I've become convinced that the way to address poverty effectively is taking this arsenal and figuring out ways in which to make it into viable businesses. That's the only way this arsenal will become large-scale, permanent, effective, and efficient.
In the course that Kash Rangan and I have developed, Business and Base-of-the-Pyramid Markets, we hope to look at such commercial examples of this. Ultimately I think that's why poverty is an absolutely legitimate field of study at the business school and why HBS has a potentially critical role in how the world addresses poverty.
Q: How has microfinance influenced your approach?
A: Turning interventions into commercially viable solutions will be quite challenging, just as hard as it was to develop methodologies that worked in microfinance. Today a lot of things in microfinance seem so natural; one forgets that when they got developed they were very novel.
Part of what is interesting in Project Antares is understanding why some interventions aren't more effective in reaching the people that need them. That will lead to probing for innovative alternatives. In some cases it may be the distribution system; in others it may be a technical solution. Or perhaps you need to redefine the problem altogether.
One of the things our working group has looked at is respiratory ailments that people develop when their cooking takes place in an open fire in an enclosed hut. Sometimes the smoke is used to cure foodstuff that hangs at the top part of the hut. So you can't effectively resolve issues until you see them in context. But at same time, that may give you some ways of being effective that you wouldn't have thought of before. It's one thing to say, "You need to change your system of cooking." Perhaps you could solve it better by saying, "There's a much more efficient way for you to cure your meats."

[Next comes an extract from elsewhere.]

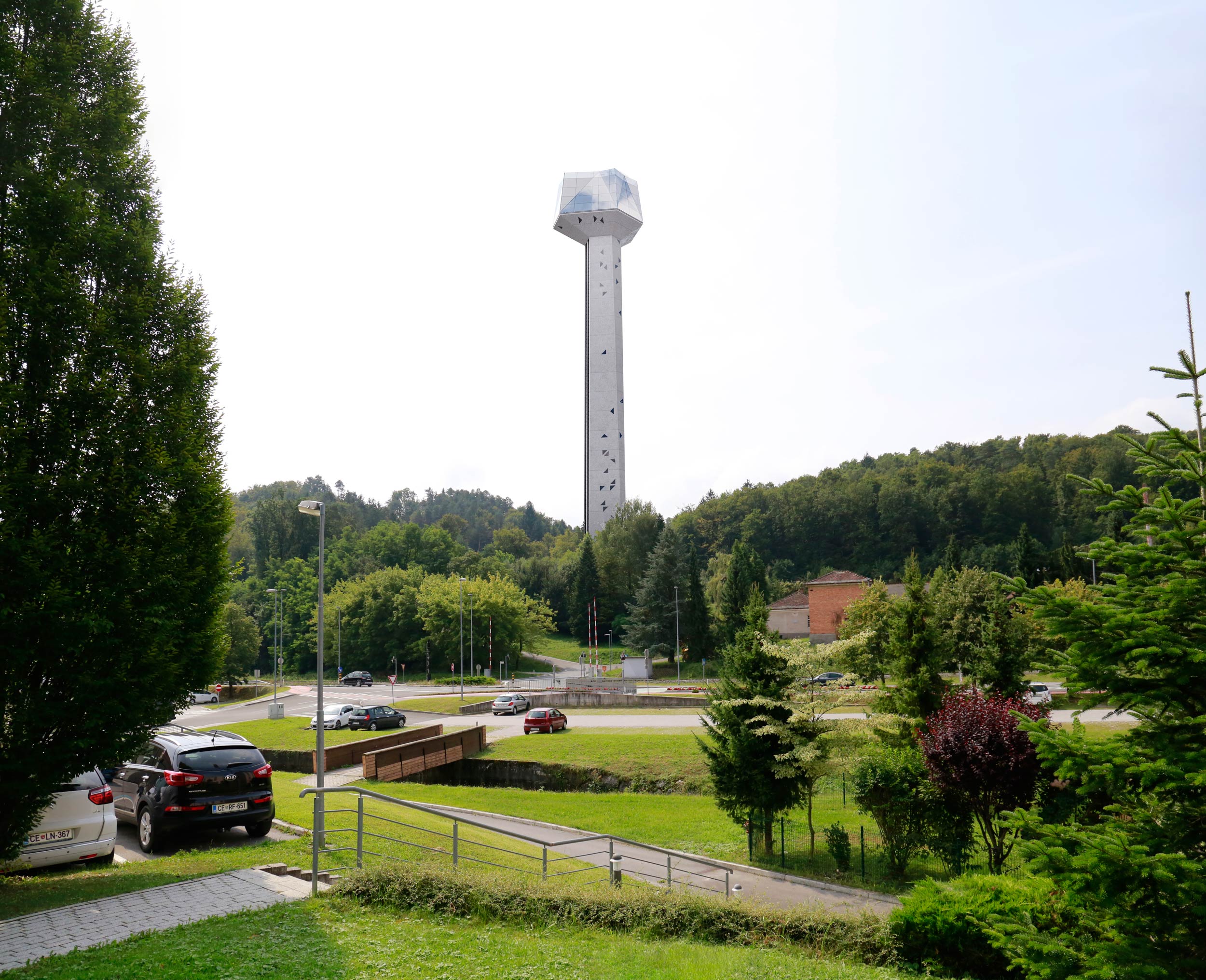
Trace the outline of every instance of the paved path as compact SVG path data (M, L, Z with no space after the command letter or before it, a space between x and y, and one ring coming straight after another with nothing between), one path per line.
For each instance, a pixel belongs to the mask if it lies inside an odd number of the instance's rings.
M0 922L0 970L142 932L309 897L306 881L247 869L23 915Z
M438 804L428 805L438 806ZM472 816L473 820L480 823L485 823L499 831L523 834L528 838L535 838L537 840L550 845L557 840L566 840L567 838L575 835L585 837L592 833L591 831L576 831L572 827L558 827L552 823L540 823L538 821L508 817L499 814L463 810L458 806L438 806L438 809L444 810L450 815L462 812L467 816ZM461 831L461 837L464 840L472 840L473 828L464 827ZM550 846L550 850L555 850L557 853L563 853L568 857L575 857L579 861L605 868L608 862L607 843L603 841L602 850L599 849L599 841L569 844L556 849ZM646 881L655 882L666 880L665 853L633 844L616 844L615 852L622 855L624 857L622 868L625 875L637 875ZM466 853L466 851L462 851L462 853ZM726 861L716 863L730 869L730 886L740 885L743 899L753 898L766 902L771 905L778 905L788 909L796 908L797 905L810 904L820 904L827 909L839 912L853 912L861 909L870 909L882 915L886 915L900 905L900 902L891 896L880 894L878 892L830 886L826 882L809 881L808 879L795 878L794 875L779 875L773 873L760 874L759 872L743 864L733 864ZM702 892L703 888L707 888L713 890L718 897L724 896L724 870L716 870L710 864L704 864L698 859L692 859L691 855L685 853L672 857L671 867L675 882L690 881L696 886L692 891L701 890ZM592 873L587 872L586 874ZM709 875L718 880L708 880L701 875Z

In a sense, the Harvard Medical School looks at health in individual terms: one disease in one person and how to cure it. The School of Public Health looks at a disease and asks, "What is its effect on society?" From the Business School I think we've brought a perspective of looking at disease from a "user's" point of view, and we try to understand how to best resolve it from the "client's" standpoint.
But what seems natural to us from a business perspective needs to be informed by the knowledge of people who have studied public health for a long time, so that we do not fall into solutions that will get to people but not work or that may have unintended consequences.
At the same time I think our perspective is helpful in trying to understand how any solution will actually impact the practical life of the people. Ultimately we impose on any solution the requirement that it deliver better value at lower cost than before in the eyes of the user, which is why the people will adopt it.